Computer maker Lenovo has been shipping laptops prepackaged with malware that makes you more vulnerable to hackers -- all for the sake of serving you advertisements.
Made by a company called "Superfish," the software is essentially an Internet browser add-on that injects ads onto websites you visit.
Besides taking up space in your Lenovo computer, the add-on is also dangerous because it undermines basic computer security protocols.
That's because it tampers with a widely-used system of official website certificates. That makes it hard for your computer to recognize a fake bank website, for instance.
It's a nasty trick -- the same one that the in-flight Wi-Fi service Gogo was caught doing last month.
"This is exactly what bad guys do with trojans and other malicious software to trick users to access fake sites to surveil/monitor private communications," said Kevin Bocek, an executive at cybersecurity company Venafi.
Customers started spotting this on their Lenovo computers in mid-2014.
After facing a fierce backlash by customers and computer security experts this week, Lenovo on Thursday acknowledged as much.
"User feedback was not positive," so Lenovo stopped preloading the software on new computers in January, a company spokesman said. Lenovo also promised it "will not preload this software in the future" and said it disabled the feature on its servers, which essentially kills the program on everyone's computer.
The company initially claimed it only included Superfish on "some consumer notebook products shipped in a short window between October and December." When CNNMoney noted that customers started complaining about this feature earlier than that, Lenovo acknowledged that factory installations of Superfish started back in September.
Lenovo lists 43 different models that were affected, including several of its Flex, E-, G-, S-, U-, Y- and Z-series laptops and several Miix and Yoga tablets.
So, what was the point of the "Superfish Visual Discovery" software? It makes it easier to shop for deals. The program analyzes images you see on the Web and presents similar products that might have lower prices.

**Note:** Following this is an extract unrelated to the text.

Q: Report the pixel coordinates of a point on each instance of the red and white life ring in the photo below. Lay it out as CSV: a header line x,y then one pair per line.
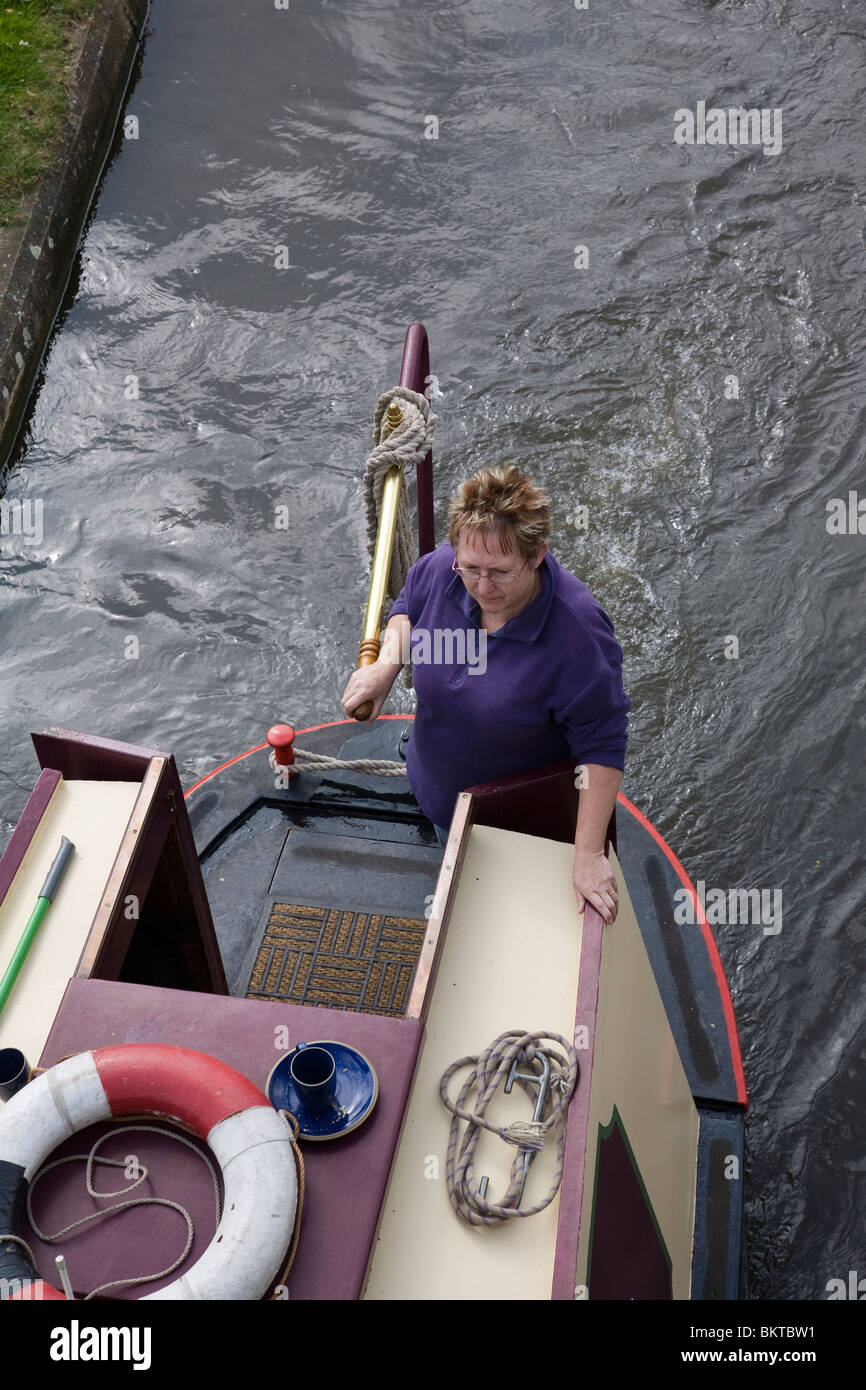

Lenovo stressed that the program did not "monitor user behavior" or record user information.
"The relationship with Superfish is not financially significant; our goal was to enhance the experience for users," the company said in a statement. "We recognize that the software did not meet that goal and have acted quickly and decisively."
But computer experts say the damage is done.
"They have not only betrayed their customers' trust, but also put them at increased risk," said Ken Westin, a security analyst with software maker Tripwire.
To be completely safe, you might have to reinstall a fresh new operating system. Lenovo customers have already paid for Windows in their laptops, so they will have to shell out another $120 for a copy of Windows 8.1.
And if you're unsure whether your laptop is infected with Superfish, the computer security experts at LastPass developed a tool that tells you so.